The video and audio recordings were the same as that used in Experiment 1. Audiovisual stimuli were created by aligning video, auditory and prompt stimuli on Shotcut (/shotcut.org) and saving the files in MP4 format. This was preferred over overlaying the elements on Gorilla in order to avoid stimuli onset lags (Bridges et al., 2020) and to ensure precision in prompt onsets, (cf. Wilt et al., 2022). Symbol prompts £, %, &, # appeared in white Arial font size 50 pt on a black background over the speaker’s lips at one of the three SOAs (600, 800 or 1,000 ms post articulation onset). Separate videos were created for each combination of speech sound and SOA as well as for each of four prompt-response pairing counterbalances. On Gorilla, the distractor videos were preceded by a white screen for 1,000 ms (Fig. 3). After the 2,400-ms video was presented, the female speaker remained in resting position for 1,100 ms before the onset of the next trial. Production instruction videos were identical to that used in Experiment 1.

Fig. 3
figure 3

Stimulus-response compatibility (SRC) trial timeline for Experiment 2. Timings in parentheses represent durations

Tone stimuli for the eligibility screening consisted of three 200-ms synthetic periodic tones at 200, 300 and 440 Hz. Tone stimuli for the catch trials were 200-ms synthetic period tones at 350 Hz generated on Praat. Separate sound files were created for each of the three conditions (one, two and three tones), with 32-ms silence between tones in multi-tone conditions. The headphone check stimuli consisted of sequences of three 200 Hz sine wave tones playing for 1,000 ms each, one at -20dB and two at -14dB.

Procedure

Participants first completed an eligibility screening test on Gorilla to assess the quality and consistency of the recordings obtained with their hardware. Participants were instructed to place their headset next to their microphone, to turn their sound to maximum and make as little noise as possible throughout the trials. In each 4100ms trial, the instructions “Please wait patiently. You do not need to do anything for this task” were displayed over a white background and a 200-ms tone played at 1,500 ms. Each of three pure tones was played twice, rendering six trials total.

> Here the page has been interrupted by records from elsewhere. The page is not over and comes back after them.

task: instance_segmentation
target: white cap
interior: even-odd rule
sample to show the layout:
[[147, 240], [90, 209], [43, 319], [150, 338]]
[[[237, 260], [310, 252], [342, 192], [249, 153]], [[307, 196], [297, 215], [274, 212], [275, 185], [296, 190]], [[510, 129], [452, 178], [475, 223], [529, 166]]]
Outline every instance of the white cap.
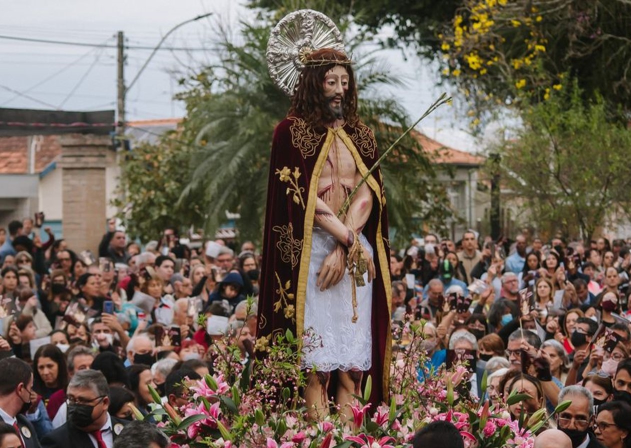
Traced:
[[214, 241], [209, 241], [206, 245], [206, 256], [216, 258], [221, 250], [221, 245]]

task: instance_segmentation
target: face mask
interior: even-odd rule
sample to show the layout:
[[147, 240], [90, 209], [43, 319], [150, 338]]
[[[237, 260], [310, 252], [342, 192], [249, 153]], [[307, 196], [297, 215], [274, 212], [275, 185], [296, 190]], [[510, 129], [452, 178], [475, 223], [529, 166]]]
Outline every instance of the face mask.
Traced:
[[594, 398], [594, 406], [596, 407], [597, 406], [600, 406], [601, 404], [602, 404], [603, 403], [604, 403], [606, 401], [606, 400], [600, 400], [600, 399], [598, 399], [598, 398]]
[[570, 341], [575, 347], [580, 347], [587, 343], [587, 335], [579, 333], [578, 331], [574, 331], [572, 333], [572, 336], [570, 336]]
[[61, 294], [66, 290], [66, 285], [53, 283], [50, 285], [50, 290], [53, 294]]
[[199, 353], [186, 353], [186, 355], [182, 357], [182, 361], [188, 361], [191, 359], [201, 359], [201, 357], [199, 355]]
[[608, 374], [611, 378], [616, 375], [616, 369], [618, 368], [618, 361], [613, 358], [610, 358], [606, 361], [603, 362], [601, 369], [606, 374]]
[[607, 300], [606, 302], [603, 302], [601, 306], [602, 306], [603, 311], [611, 312], [616, 309], [616, 305], [613, 302]]
[[614, 391], [613, 399], [626, 401], [627, 404], [631, 404], [631, 394], [627, 391]]
[[559, 428], [559, 429], [565, 433], [565, 435], [572, 440], [572, 448], [576, 448], [581, 445], [585, 440], [585, 436], [587, 435], [587, 431], [579, 431], [577, 429], [566, 428]]
[[[30, 398], [30, 396], [29, 396], [29, 398]], [[21, 399], [22, 398], [20, 397], [20, 399]], [[22, 401], [24, 401], [24, 400]], [[30, 399], [28, 401], [25, 401], [24, 404], [22, 404], [22, 407], [20, 408], [20, 412], [18, 413], [21, 414], [22, 415], [26, 415], [27, 413], [28, 412], [28, 410], [31, 408], [31, 404], [32, 403]]]
[[142, 355], [140, 355], [139, 353], [135, 353], [134, 355], [134, 364], [144, 364], [145, 365], [151, 367], [155, 362], [155, 357], [151, 355], [151, 352], [148, 353], [143, 353]]
[[431, 353], [436, 350], [436, 341], [433, 339], [422, 341], [420, 348], [426, 353]]
[[77, 428], [85, 428], [92, 424], [94, 406], [90, 404], [68, 404], [68, 421]]

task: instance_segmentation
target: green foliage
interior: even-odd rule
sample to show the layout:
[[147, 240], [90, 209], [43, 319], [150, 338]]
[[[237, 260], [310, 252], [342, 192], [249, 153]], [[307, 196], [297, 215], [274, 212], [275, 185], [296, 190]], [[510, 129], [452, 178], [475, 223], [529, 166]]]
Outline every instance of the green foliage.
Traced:
[[585, 105], [575, 81], [526, 108], [519, 138], [499, 148], [504, 180], [540, 231], [589, 239], [630, 216], [631, 133], [607, 115], [602, 98]]
[[[289, 99], [270, 78], [265, 57], [269, 32], [278, 18], [262, 14], [260, 18], [256, 25], [242, 24], [242, 45], [225, 38], [219, 45], [221, 63], [185, 81], [188, 90], [180, 97], [189, 105], [183, 136], [194, 139], [196, 146], [202, 149], [191, 153], [192, 175], [179, 206], [192, 197], [202, 198], [196, 203], [206, 208], [205, 227], [209, 233], [221, 223], [226, 210], [237, 211], [240, 236], [257, 241], [262, 233], [272, 132], [290, 106]], [[343, 31], [349, 25], [344, 21], [340, 28]], [[380, 86], [398, 81], [375, 68], [374, 55], [358, 57], [363, 39], [360, 34], [348, 40], [346, 47], [356, 60], [360, 116], [377, 131], [383, 150], [401, 133], [392, 129], [406, 129], [409, 119], [395, 101], [379, 94]], [[413, 218], [440, 228], [451, 210], [418, 144], [410, 138], [402, 146], [406, 148], [401, 150], [406, 157], [389, 159], [383, 171], [391, 225], [406, 239], [418, 230]]]
[[203, 221], [203, 208], [193, 198], [177, 203], [189, 180], [192, 152], [177, 136], [174, 131], [156, 144], [136, 145], [121, 160], [118, 194], [112, 203], [121, 210], [118, 216], [132, 238], [158, 239], [165, 227]]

Recordings were set to start at 500 ms for 3,400 ms. The procedure lasted approximately 2 min. Participants were considered eligible if a minimum of five out of six recordings picked up the tone stimuli, were systematically longer than 2,500 ms, clear of static noise, and if tone onsets in the recordings were within a 50-ms range.

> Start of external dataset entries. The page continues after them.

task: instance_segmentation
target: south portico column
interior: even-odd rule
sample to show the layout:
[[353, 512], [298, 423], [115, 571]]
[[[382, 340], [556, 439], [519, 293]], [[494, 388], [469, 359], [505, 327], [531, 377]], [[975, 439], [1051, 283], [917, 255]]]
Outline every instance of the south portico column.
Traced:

Eligible participants were invited to partake in the main experiment and asked to complete the experiment within 48 h of receiving their eligibility status. Participants were instructed to complete the study in a quiet room by themselves, with as little distractions as possible and using the same hardware as in the eligibility screening. Participants first completed a headphone screening test in which they had to judge which of three pure tones was the quietest (Woods et al., 2017; Wilt et al., 2022). A minimum of four out of six correct responses was required to access the main experiment and receive remuneration.

In the main experiment, participants completed an SRC task with native sounds and an SRC task with non-native sounds. Before each task, participants viewed SRC task instructions as well as the relevant prompt-response pairings. Pairings were presented through displays in which the two relevant symbols were arranged on either side of the screen and participants could press a ‘play’ button under each symbol to hear the associated sound up to three times. Next, participants viewed each production instruction videos twice and were asked to produce each sound at least five times. Two sample trials were then presented to participants, as well as a reminder of the prompt-response pairings.

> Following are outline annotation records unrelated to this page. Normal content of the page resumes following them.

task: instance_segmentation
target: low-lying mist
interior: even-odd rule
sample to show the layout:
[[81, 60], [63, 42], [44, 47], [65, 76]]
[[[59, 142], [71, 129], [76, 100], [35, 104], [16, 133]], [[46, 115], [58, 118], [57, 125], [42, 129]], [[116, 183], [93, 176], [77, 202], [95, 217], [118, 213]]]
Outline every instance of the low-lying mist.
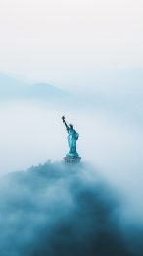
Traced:
[[50, 161], [0, 180], [0, 255], [142, 255], [143, 228], [88, 164]]

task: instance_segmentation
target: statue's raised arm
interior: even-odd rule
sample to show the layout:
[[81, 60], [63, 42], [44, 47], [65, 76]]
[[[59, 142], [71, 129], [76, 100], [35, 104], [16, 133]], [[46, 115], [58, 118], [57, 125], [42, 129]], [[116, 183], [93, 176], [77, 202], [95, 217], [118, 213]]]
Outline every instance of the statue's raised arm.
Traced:
[[65, 116], [62, 116], [62, 120], [63, 120], [63, 123], [65, 124], [66, 129], [68, 130], [68, 129], [69, 129], [69, 126], [67, 125], [67, 123], [66, 123], [66, 121], [65, 121]]

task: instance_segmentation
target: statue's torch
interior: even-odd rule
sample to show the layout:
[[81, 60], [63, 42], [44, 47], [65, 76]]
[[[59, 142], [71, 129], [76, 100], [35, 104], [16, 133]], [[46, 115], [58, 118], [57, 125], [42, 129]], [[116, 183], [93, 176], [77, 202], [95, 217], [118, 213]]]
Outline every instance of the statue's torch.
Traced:
[[65, 123], [65, 116], [62, 116], [63, 123]]

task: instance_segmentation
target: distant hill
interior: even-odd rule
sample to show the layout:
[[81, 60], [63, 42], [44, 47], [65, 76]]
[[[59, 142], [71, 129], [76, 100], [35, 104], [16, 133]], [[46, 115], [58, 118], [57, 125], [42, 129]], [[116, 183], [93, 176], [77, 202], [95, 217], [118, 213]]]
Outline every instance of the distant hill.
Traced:
[[27, 84], [0, 73], [0, 99], [50, 99], [64, 97], [67, 93], [47, 83]]

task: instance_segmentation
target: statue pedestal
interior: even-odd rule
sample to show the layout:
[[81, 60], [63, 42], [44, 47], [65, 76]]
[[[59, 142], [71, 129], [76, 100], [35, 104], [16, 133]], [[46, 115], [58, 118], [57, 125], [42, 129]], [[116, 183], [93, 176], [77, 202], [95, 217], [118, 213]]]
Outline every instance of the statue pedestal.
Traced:
[[64, 158], [65, 160], [65, 163], [67, 164], [76, 164], [76, 163], [79, 163], [80, 160], [81, 160], [81, 157], [77, 156], [77, 157], [69, 157], [69, 156], [66, 156]]

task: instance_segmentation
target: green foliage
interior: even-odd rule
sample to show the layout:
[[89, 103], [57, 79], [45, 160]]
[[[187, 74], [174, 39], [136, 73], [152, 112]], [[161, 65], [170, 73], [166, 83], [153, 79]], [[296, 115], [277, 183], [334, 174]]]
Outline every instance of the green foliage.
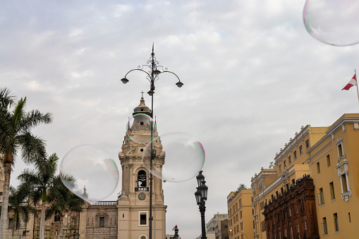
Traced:
[[0, 89], [0, 152], [11, 155], [11, 163], [18, 151], [26, 163], [47, 156], [44, 141], [30, 131], [41, 123], [51, 123], [52, 115], [38, 110], [26, 112], [25, 108], [26, 97], [16, 102], [9, 90]]
[[237, 188], [237, 190], [236, 190], [236, 192], [234, 193], [234, 196], [237, 195], [239, 192], [241, 192], [243, 189], [247, 189], [247, 186], [244, 183], [241, 183]]

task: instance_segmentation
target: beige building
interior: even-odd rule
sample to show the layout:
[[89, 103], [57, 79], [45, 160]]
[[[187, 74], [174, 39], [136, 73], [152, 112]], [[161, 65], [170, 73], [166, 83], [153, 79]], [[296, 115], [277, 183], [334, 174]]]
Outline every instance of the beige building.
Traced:
[[227, 197], [229, 238], [253, 238], [252, 189], [231, 192]]
[[[54, 216], [45, 222], [45, 238], [121, 238], [147, 239], [150, 217], [150, 172], [145, 166], [142, 155], [148, 142], [151, 129], [144, 123], [138, 114], [150, 115], [150, 109], [145, 104], [143, 97], [140, 105], [135, 108], [134, 121], [129, 127], [118, 153], [122, 169], [122, 191], [116, 201], [102, 201], [93, 204], [87, 204], [80, 213], [62, 212], [59, 219]], [[137, 116], [136, 116], [137, 115]], [[158, 136], [157, 130], [154, 137]], [[142, 140], [143, 139], [147, 140]], [[154, 142], [156, 156], [154, 168], [161, 172], [164, 163], [165, 152], [160, 140]], [[145, 156], [148, 159], [149, 156]], [[2, 174], [0, 173], [0, 180]], [[0, 182], [1, 184], [1, 182]], [[153, 178], [152, 192], [152, 238], [166, 238], [166, 209], [162, 180]], [[39, 210], [41, 207], [39, 207]], [[38, 214], [39, 215], [39, 214]], [[39, 216], [32, 216], [25, 225], [22, 223], [15, 231], [13, 212], [8, 214], [7, 238], [13, 235], [21, 238], [37, 238], [39, 232]], [[26, 227], [25, 227], [26, 226]]]

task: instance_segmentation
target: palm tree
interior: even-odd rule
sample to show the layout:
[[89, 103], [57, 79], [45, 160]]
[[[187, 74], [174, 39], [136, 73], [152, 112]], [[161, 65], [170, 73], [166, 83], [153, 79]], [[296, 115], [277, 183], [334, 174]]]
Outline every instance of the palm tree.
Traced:
[[[75, 178], [72, 176], [62, 175], [62, 177], [65, 178], [66, 181], [75, 182]], [[58, 214], [60, 228], [57, 238], [60, 239], [63, 234], [63, 223], [61, 223], [63, 212], [66, 210], [81, 212], [85, 201], [70, 192], [62, 183], [59, 176], [56, 176], [54, 179], [54, 187], [48, 190], [47, 199], [50, 202], [50, 205], [46, 210], [46, 219], [52, 217], [54, 214]]]
[[17, 153], [21, 152], [21, 158], [27, 164], [34, 159], [47, 157], [44, 141], [30, 131], [39, 124], [51, 123], [52, 115], [50, 113], [44, 114], [37, 110], [26, 112], [25, 106], [26, 97], [16, 102], [9, 90], [0, 88], [0, 154], [4, 156], [5, 173], [0, 239], [5, 238], [6, 233], [10, 176]]
[[13, 236], [14, 231], [17, 230], [20, 226], [21, 221], [25, 223], [25, 230], [26, 230], [26, 225], [30, 219], [30, 214], [36, 215], [36, 209], [30, 204], [28, 200], [29, 188], [18, 186], [15, 188], [10, 187], [10, 194], [8, 196], [9, 209], [13, 210], [14, 217], [13, 222], [15, 223], [13, 226]]
[[[18, 176], [20, 185], [31, 188], [30, 198], [36, 205], [42, 202], [39, 238], [44, 239], [45, 219], [56, 211], [63, 211], [66, 207], [80, 211], [83, 200], [71, 195], [71, 192], [62, 184], [59, 175], [55, 175], [59, 157], [53, 154], [44, 161], [39, 160], [34, 165], [35, 169], [25, 169]], [[73, 178], [71, 178], [73, 180]], [[47, 209], [47, 204], [49, 207]]]

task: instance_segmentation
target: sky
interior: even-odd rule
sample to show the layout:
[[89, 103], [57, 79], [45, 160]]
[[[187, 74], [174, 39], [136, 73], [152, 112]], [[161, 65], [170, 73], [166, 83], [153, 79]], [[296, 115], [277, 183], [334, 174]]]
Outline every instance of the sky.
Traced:
[[[341, 89], [359, 65], [359, 46], [334, 47], [310, 36], [304, 0], [2, 1], [0, 85], [27, 109], [54, 122], [33, 133], [62, 159], [92, 144], [116, 161], [126, 125], [150, 84], [152, 44], [176, 73], [156, 82], [159, 135], [183, 132], [205, 150], [206, 221], [227, 213], [226, 197], [267, 168], [302, 125], [328, 126], [358, 113], [354, 88]], [[144, 94], [147, 106], [150, 97]], [[27, 166], [17, 159], [11, 183]], [[85, 167], [85, 165], [84, 165]], [[195, 178], [164, 183], [166, 232], [201, 233]], [[115, 200], [121, 183], [106, 200]]]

For the main SRC task, participants completed 12 practice trials (2 distractors x 2 compatibility conditions x 3 SOAs), followed by six blocks of 24 trials (144 trials total per task). Before each new block, participants were reminded of the prompt-response pairings in displays allowing each sound to be played once. The order in which the native and non-native SRC tasks were completed was randomised and counterbalanced across participants in a Latin square design, as was assignment to one of four possible prompt-response pairings.

To check that participants were not muting the experiment, a catch trial was included randomly in each of the six blocks (Wilt et al. 2022). In the catch trials, the screen remained white as a rapid succession of one to three synthetic periodic tones played. Participants indicated via response button how many tones they heard (one, two or three). A performance below four out of six in the catch trials of each SRC task (chance performance: two out of six) would result in the automatic rejection of the participant from the experiment. No participants met this exclusion criteria.

After completing the native and non-native SRC tasks, participants performed a video-onset detection task (Wilt et al., 2022). This task was included to estimate latencies between recording onsets and SRC video onsets, to adjust RT obtained in the main SRC task. The same instructions were provided as in the eligibility screening test, i.e., participants were to place their headphones close to their microphone and turn their system volume to maximum to obtain recordings of the stimuli. Instead of tone stimuli as in the eligibility screening, the SRC video stimuli were played and recorded. Recordings were set to start with video stimuli onset and last 3,400 ms, as in the main SRC task. Videos for each speech sound were played six times, rendering 24 trials total. Altogether, the experiment lasted approximately 40 min.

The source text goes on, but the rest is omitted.